Lynley dijo que no con la cabeza.
– Díselo -insistió, y señaló con la cabeza al taxista.
Peter se acercó a la abertura de la mampara que separaba al conductor de los pasajeros.
– Victoria Street, New Scotland Yard -dijo-. Y después seguiremos hasta Eaton Terrace.
El taxista viró bruscamente, se sumó al tráfico de la calle y se dirigió a Westminster.
– Tendríamos que habernos quedado contigo en el hospital -murmuró lady Asherton.
– No -dijo Lynley-. Hicisteis lo que os pedí. -Miró por la ventanilla-. Quiero enterrarlos en Howenstow. Creo que es lo que habría querido. Nunca lo hablamos. No hacía falta.
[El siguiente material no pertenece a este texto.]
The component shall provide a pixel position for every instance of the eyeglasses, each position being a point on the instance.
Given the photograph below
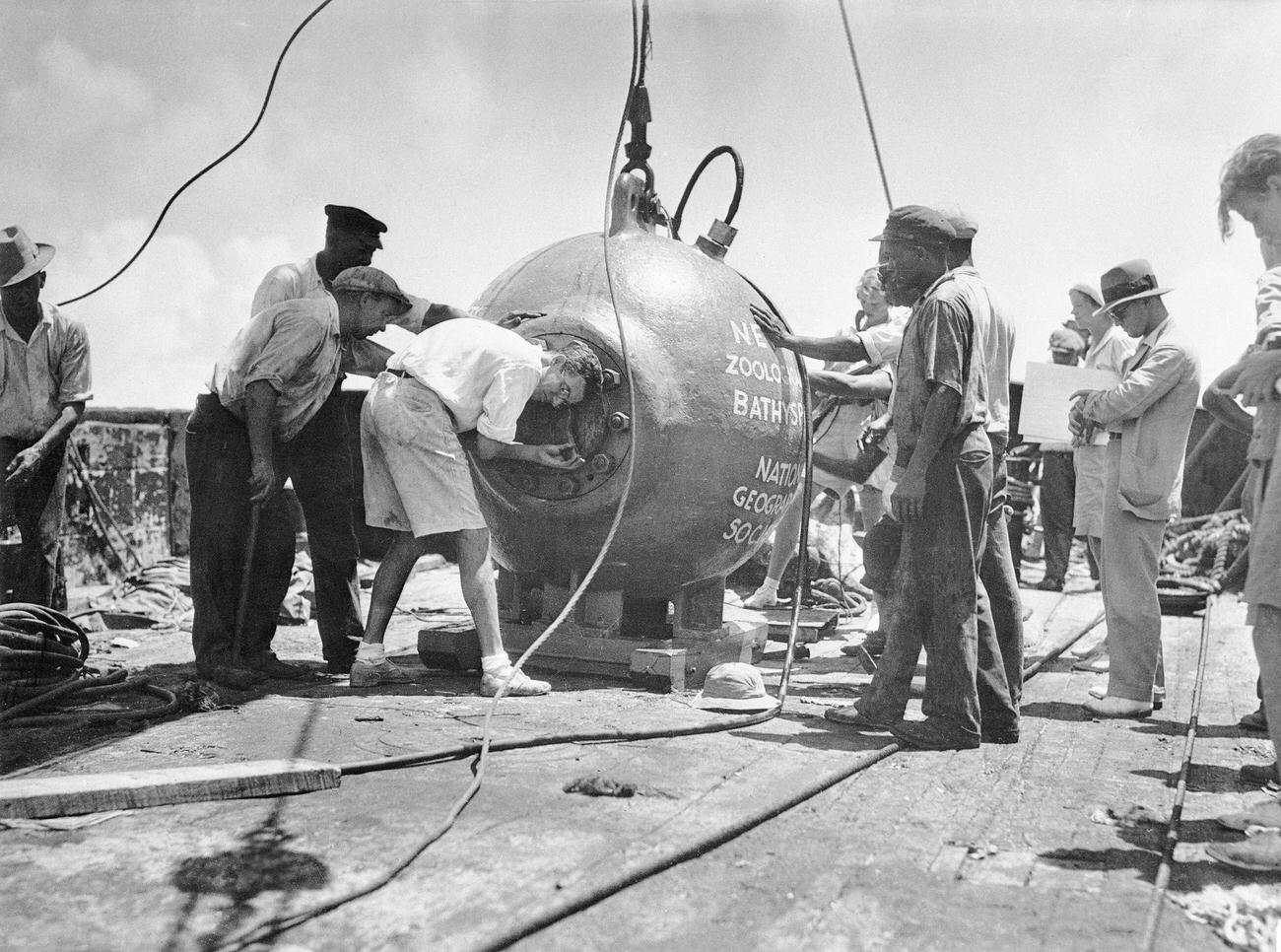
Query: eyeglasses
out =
(565, 393)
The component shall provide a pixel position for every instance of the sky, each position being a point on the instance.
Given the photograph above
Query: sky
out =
(1077, 135)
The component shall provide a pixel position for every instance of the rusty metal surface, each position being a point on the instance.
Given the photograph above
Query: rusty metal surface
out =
(716, 427)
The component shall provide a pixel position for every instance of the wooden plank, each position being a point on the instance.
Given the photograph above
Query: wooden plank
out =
(812, 624)
(36, 797)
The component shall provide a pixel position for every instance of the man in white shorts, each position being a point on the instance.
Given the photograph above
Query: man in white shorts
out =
(459, 375)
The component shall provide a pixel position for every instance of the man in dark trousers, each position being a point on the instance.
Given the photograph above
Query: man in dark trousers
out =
(255, 428)
(43, 384)
(1000, 610)
(325, 487)
(942, 496)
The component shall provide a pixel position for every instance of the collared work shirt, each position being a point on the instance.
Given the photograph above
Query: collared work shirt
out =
(483, 373)
(940, 349)
(294, 346)
(290, 281)
(41, 375)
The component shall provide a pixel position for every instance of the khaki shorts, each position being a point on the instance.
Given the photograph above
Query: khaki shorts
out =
(417, 474)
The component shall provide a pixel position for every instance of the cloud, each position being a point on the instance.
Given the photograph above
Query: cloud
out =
(75, 95)
(158, 328)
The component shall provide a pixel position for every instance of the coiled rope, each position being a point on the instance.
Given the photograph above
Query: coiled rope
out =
(42, 655)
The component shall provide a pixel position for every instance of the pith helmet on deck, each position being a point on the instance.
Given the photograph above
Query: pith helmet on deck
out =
(1128, 281)
(21, 256)
(734, 686)
(353, 219)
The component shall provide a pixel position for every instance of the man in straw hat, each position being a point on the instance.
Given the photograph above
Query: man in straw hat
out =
(1148, 415)
(43, 384)
(255, 428)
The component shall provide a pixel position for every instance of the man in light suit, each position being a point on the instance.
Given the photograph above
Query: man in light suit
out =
(1148, 415)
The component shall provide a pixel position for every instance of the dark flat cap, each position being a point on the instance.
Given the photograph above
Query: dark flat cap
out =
(353, 219)
(918, 225)
(961, 223)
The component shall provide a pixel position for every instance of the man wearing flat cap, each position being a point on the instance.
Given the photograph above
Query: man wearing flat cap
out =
(943, 472)
(255, 428)
(323, 479)
(43, 384)
(1000, 609)
(1148, 417)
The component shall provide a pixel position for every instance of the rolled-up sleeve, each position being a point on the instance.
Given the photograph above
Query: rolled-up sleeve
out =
(504, 402)
(294, 342)
(281, 285)
(364, 357)
(75, 380)
(944, 333)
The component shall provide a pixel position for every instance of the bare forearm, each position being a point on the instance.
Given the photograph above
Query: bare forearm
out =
(60, 430)
(850, 385)
(825, 347)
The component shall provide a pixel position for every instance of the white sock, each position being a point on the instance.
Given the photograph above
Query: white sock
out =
(495, 664)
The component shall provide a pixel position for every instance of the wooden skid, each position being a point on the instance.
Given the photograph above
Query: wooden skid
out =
(36, 797)
(812, 624)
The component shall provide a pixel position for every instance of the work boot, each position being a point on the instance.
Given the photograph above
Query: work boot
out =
(231, 677)
(1258, 853)
(1266, 815)
(1110, 707)
(1158, 695)
(521, 684)
(931, 734)
(338, 665)
(367, 674)
(1098, 662)
(274, 668)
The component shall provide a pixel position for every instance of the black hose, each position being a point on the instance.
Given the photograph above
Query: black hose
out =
(191, 180)
(42, 656)
(693, 179)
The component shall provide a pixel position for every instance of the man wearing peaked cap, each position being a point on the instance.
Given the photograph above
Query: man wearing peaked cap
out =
(327, 489)
(1148, 415)
(43, 384)
(270, 414)
(943, 498)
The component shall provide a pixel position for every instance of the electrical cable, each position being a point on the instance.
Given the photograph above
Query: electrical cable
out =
(693, 179)
(1161, 882)
(183, 187)
(862, 94)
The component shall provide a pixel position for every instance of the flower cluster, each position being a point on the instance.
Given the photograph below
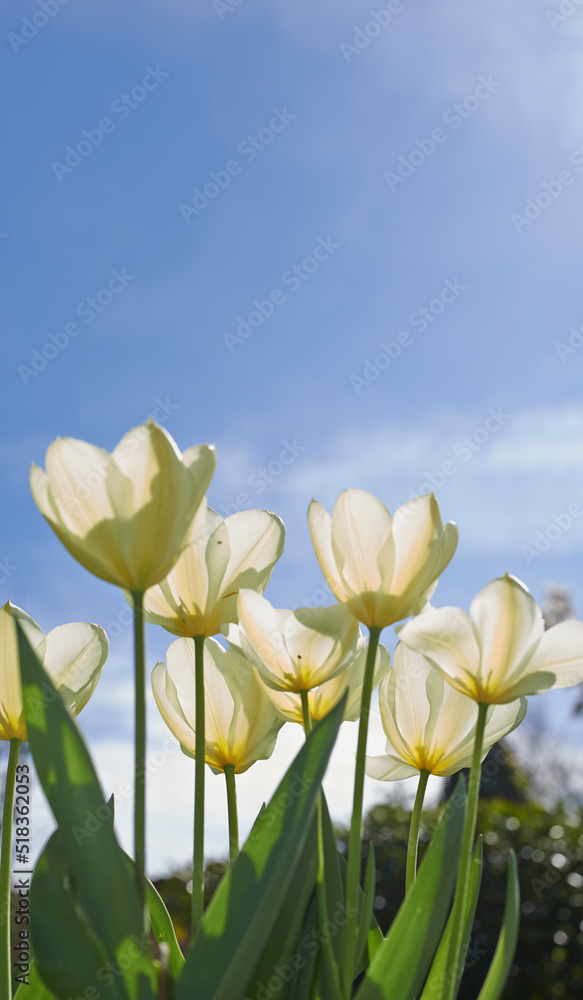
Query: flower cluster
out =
(139, 518)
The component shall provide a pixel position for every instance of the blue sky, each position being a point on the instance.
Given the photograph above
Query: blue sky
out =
(479, 107)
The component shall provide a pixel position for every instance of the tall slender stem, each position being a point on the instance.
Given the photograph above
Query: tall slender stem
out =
(199, 765)
(461, 889)
(140, 751)
(354, 842)
(306, 713)
(5, 871)
(232, 811)
(411, 872)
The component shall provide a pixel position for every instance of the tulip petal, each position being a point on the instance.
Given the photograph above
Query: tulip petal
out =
(557, 661)
(446, 636)
(166, 698)
(320, 525)
(263, 627)
(361, 530)
(73, 657)
(77, 474)
(389, 768)
(256, 542)
(418, 534)
(509, 625)
(12, 723)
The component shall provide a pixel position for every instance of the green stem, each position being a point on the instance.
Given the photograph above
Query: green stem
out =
(140, 751)
(232, 811)
(306, 713)
(461, 889)
(5, 871)
(411, 872)
(355, 839)
(199, 763)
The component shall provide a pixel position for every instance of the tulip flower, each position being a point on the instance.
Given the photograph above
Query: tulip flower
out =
(125, 516)
(322, 699)
(428, 724)
(72, 656)
(297, 650)
(199, 596)
(500, 651)
(381, 567)
(431, 729)
(241, 724)
(497, 653)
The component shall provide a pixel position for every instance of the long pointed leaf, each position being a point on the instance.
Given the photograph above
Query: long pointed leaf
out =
(437, 977)
(243, 911)
(104, 886)
(400, 965)
(329, 886)
(282, 944)
(34, 989)
(504, 954)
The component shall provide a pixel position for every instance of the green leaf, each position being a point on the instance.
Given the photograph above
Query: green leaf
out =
(330, 895)
(104, 887)
(498, 972)
(305, 957)
(333, 885)
(67, 952)
(400, 965)
(438, 974)
(238, 922)
(275, 962)
(163, 929)
(365, 919)
(35, 989)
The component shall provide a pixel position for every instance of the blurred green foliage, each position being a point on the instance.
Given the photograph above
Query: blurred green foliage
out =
(549, 849)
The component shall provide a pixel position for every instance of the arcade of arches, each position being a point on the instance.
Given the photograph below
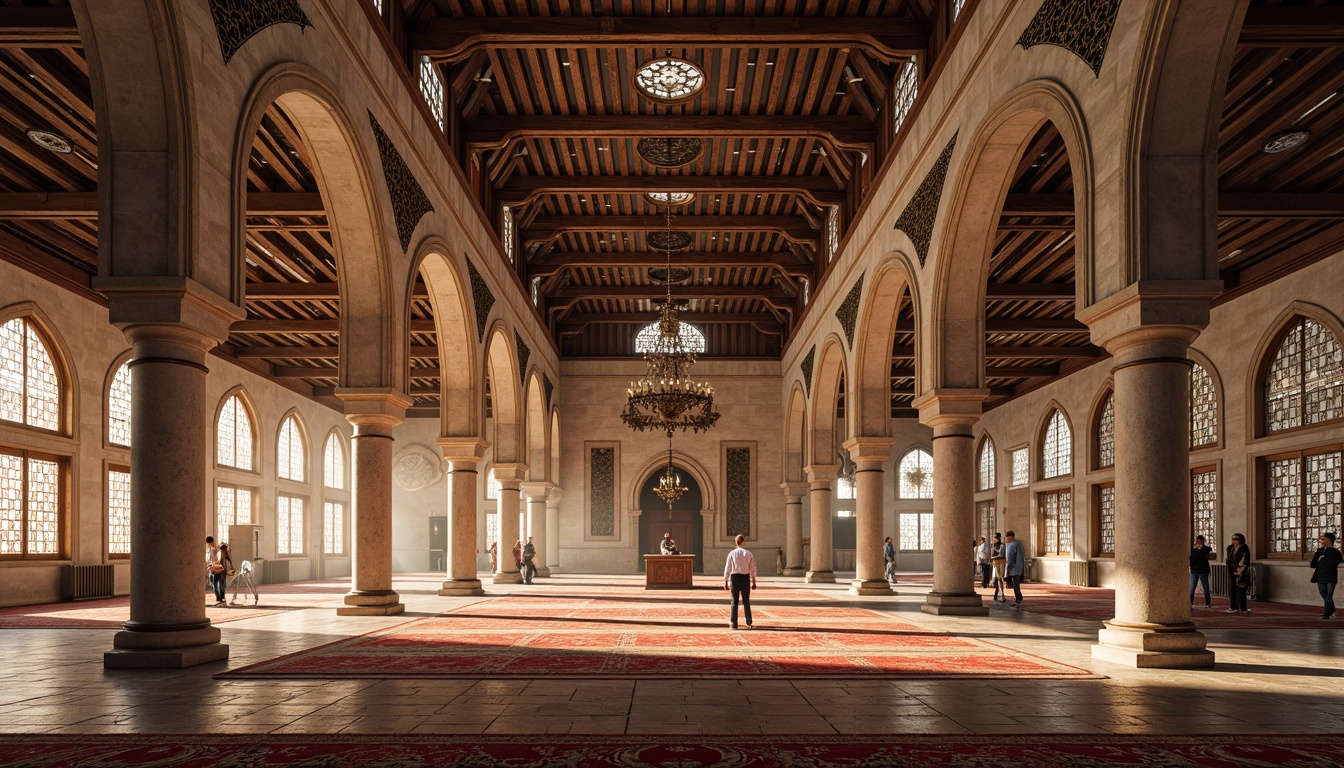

Pero me gustaría…
Notó la mano de su madre en la suya.
– Por supuesto -dijo ella.
– Aún no sé cuándo. No pensé en preguntarles cuándo me entregarían el… su cuerpo. Hay muchos detalles…
– Nosotros nos ocuparemos de todo, Tommy -dijo su hermano-. Déjanos.
Lynley lo miró. Peter se inclinó hacia delante y se acercó a él como hacía años que no lo hacía. Lynley asintió despacio.
– De algunos, entonces -dijo-. Gracias.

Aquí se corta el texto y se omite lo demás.